It says something about Northern Ireland as a society that one of the last battles of the Troubles is over who can be considered a victim.
It is a sign that we have not fully moved on and that, with no clear winner in the conflict, there is no accepted way to lay down the law on the issue.
Looking down the list of 23 people appointed to the Victims and Survivors Forum, many people - perhaps all - are purely innocent victims.
For instance, I spotted one man who was attacked in mistake for someone else. Others, though, can be debated.
Eibhlin Glenholmes was singled out for examination earlier this month. She was attacked by loyalists at the age of 16.
Most people would agree that she was a victim at that point. However, she came from a republican family, so there may have been some process of targeting involved.
Later, she was wanted for serious IRA offences and went on the run. She is a former republican prisoner.
As part of the peace process, Tony Blair agreed to allow her to return to Belfast without fear of prosecution - an assurance given on the basis that there was not enough evidence to charge her.
Many people who died, who were injured, or were bereaved have, like Glenholmes, contestable claims to the coveted mantle of victimhood.
Can victim status be lost if you become involved in the conflict, as many people who were injured or bereaved did? Not all victims were able to forgive; some sought revenge.
Not all perpetrators were caught - in fact, the vast majority of Troubles' offences are unsolved and unpunished and we must assume that some unpunished perpetrators will have been victims themselves.
What happens if someone was unarmed and helpless when killed, or injured, but were believed to have been involved in earlier attacks? Are they still considered victims?
Lennie Murphy, the leader of the Shankill Butcher gang, was credibly suspected of a string of gruesome torture-killings.

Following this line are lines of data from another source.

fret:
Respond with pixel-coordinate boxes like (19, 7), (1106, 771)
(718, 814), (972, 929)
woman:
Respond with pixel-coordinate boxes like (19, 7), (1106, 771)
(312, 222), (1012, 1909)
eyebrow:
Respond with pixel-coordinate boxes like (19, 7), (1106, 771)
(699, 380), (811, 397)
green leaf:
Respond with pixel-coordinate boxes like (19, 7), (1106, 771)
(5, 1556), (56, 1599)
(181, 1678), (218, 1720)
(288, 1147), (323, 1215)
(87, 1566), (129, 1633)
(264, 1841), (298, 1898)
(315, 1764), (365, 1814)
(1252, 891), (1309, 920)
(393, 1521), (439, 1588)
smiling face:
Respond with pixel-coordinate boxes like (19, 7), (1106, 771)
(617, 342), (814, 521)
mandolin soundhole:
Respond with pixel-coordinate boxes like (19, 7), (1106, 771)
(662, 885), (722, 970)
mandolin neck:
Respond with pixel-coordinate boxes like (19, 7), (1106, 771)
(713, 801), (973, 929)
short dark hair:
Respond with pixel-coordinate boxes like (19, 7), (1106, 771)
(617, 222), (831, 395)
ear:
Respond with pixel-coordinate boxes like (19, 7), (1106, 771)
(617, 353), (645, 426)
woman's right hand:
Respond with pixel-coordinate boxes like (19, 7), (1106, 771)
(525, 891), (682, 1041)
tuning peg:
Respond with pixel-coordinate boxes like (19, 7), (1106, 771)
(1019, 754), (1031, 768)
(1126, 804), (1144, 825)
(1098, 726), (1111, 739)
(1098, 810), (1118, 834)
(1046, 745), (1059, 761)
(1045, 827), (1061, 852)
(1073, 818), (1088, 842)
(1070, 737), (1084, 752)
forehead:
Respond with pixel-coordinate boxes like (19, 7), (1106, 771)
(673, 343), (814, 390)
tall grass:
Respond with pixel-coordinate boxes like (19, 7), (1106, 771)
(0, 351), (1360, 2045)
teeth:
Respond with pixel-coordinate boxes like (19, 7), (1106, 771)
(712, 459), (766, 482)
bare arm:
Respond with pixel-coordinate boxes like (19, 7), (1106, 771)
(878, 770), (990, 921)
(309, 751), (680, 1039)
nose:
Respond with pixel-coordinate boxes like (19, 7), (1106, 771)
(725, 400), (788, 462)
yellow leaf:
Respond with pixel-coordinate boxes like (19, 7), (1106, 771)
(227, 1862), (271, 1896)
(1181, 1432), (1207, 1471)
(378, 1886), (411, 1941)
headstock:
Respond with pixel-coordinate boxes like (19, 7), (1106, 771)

Yet he was threatening no one when he was shot 22 times by terrorists as he drew up outside his girlfriend's home.
The Lutheran pastor and theologian Dietrich Bonhoeffer - executed for his part in a plot to assassinate Hitler - wrestled to put such issues in a clear ethical context without success: "Martyr's blood is not always innocent blood," Bonhoeffer wrote.
Bonhoeffer, a double-agent within German intelligence at the time of his arrest, wrote of the need to be prepared to "bear guilt for charity's sake" and not deny or avoid it.
He produced no simple set of rules, or neat array of ethical boxes, to fit the behaviour of flawed and compromised human beings into.
Neither, one suspects, will the members of the Victims and Survivors Forum. Some questions can never be answered in an agreed way. Some questions remain difficult, painful and divisive - whatever we say about them.
It is more useful for these 23 people to help us move on from a conflict which has cost them all dear.
They constitute an impressive cross-section of society and anything they say will have to be taken seriously by politicians and government.